How the Panel of Experts addresses these different legal questions will certainly fuel the larger discussion on the protection of workers’ rights in FTAs. Following the U.S.-Guatemala arbitral decision of 26 June 2017, the EU-Korea litigation is indeed the second case on compliance with labour commitments under an FTA. However, the EU Commission’s approach contrasts with that of the U.S., in that it does not provide for sanctions in the case of violations of labour commitments. The lack of teeth in the EU model has been regularly criticized among observers. Sabine Weyand, Director-General for Trade at the Commission, recently argued, however, that “you cannot deliver protection of core labour standards against a society“. Instead, one must support debate and dialogue at home, mobilization of the civil society and domestic pressure for implementation.

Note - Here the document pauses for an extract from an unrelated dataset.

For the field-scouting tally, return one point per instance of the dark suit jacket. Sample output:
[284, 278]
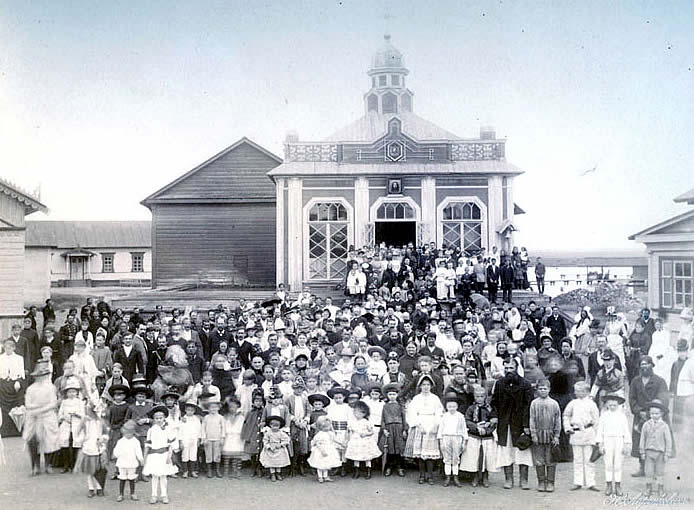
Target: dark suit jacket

Thus, this first case on compliance with labour obligations under the Trade and Sustainable Development Chapter of the EU-Korea FTA will be of utmost importance for the credibility and capacity of the European Union to protect labour rights.
Whether the ongoing dispute between the EU and the Republic of South Korea will be able to do just that is a question for the next few months. In matters of labour rights protection under FTAs, as in many other areas, the proof of the pudding is in the eating.